- Dutch vinyl picture sleeve

Single by Billy Joel

from the album 52nd Street
- B-side: "Root Beer Rag", "Half a Mile Away"
- Released: January 1979
- Recorded: A & R Recording, Inc., New York City, 1978
- Genre: Hard rock; power pop;
- Length: 4:03 (Album version) 3:43 (Single version)
- Label: Columbia
- Songwriter: Billy Joel
- Producer: Phil Ramone

Billy Joel singles chronology
| "My Life" (1978) | "Big Shot" (1979) | "Honesty" (1979) |

= Big Shot (song) =

"Big Shot" is a song performed by Billy Joel from his 1978 album 52nd Street as its opening track, released as a single in early 1979. The song would become the second hit single from the album, peaking at No. 14 in the United States.

==Lyrics and music==
The song is superficially about the protagonist mocking a woman with a severe hangover for her intoxicated escapades around town, making numerous social and verbal faux pas while high on alcohol and other drugs ("But now you just don't remember all the things you said / And you're not sure you want to know / I'll give you one hint, honey; you sure did put on a show!"). The song makes reference to late 1970s nouveau riche fads such as Elaine's restaurant and Halston.

During a Q&A session at Florida State University in 1996, Joel stated the song is about someone he was very close to, and also about himself. In an interview in 2006, Joel said, "I read that the song 'Big Shot' is said to be about a date I had with Bianca Jagger. I never had a date with Bianca Jagger." But in an interview with Howard Stern on November 16, 2010, Joel said the song was written after having dinner with Mick and Bianca Jagger. Joel told Stern that while writing the lyrics to "Big Shot", he was thinking of Mick singing the song to Bianca. In the official music video, Joel does appear to be mimicking Mick Jagger during the second verse.

==Reception==
Billboard described "Big Shot" as "an upbeat rocker" with "very contemporary lyrical content", stating that it was driven by "powerfully rhythmic backing". Cash Box said it is "tough-edged and sassy" with "a dramatic arrangement of guitars, piano, horns and drums", a "rich" lyric and "catchy" vocals. Record World said that "Joel's fine sense of sarcasm and his finesse as a story-teller are perfectly blended."

Walter Everett characterized the song's live performances as "swaggering bravado", epitomized by Joel's stage presence through "stage-crossing, piano-hopping, chest-thumping performances".

==Release==
The single release of the song had an abridged outro compared to the album version.
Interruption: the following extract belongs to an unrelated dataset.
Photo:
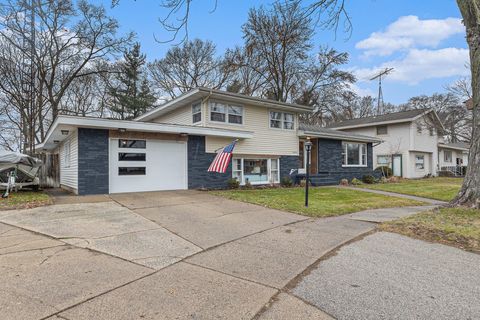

Live versions were released on the albums Kohuept, 2000 Years: The Millennium Concert, 12 Gardens Live, and My Lives.

===Rock Band 3===
The song was made available to download on December 14, 2010, for use in the Rock Band 3 music gaming platform in both Basic rhythm, and PRO mode which allows the use of a real guitar/bass guitar, and MIDI-compatible electronic drum kits/keyboards in addition to vocals.

==Charts==

| Chart (1979) | Peak position |
|---|---|
| Australia (Kent Music Report) | 91 |
| Canadian Singles Chart | 13 |
| Israel (IBA) | 9 |
| New Zealand Singles Chart | 36 |
| U.S. Billboard Hot 100 | 14 |
| U.S. Cash Box Top 100 | 13 |

=== Certifications ===

| Region | Certification | Certified units/sales |
| United States (RIAA) | Gold | 500,000^{‡} |
^{‡} Sales+streaming figures based on certification alone.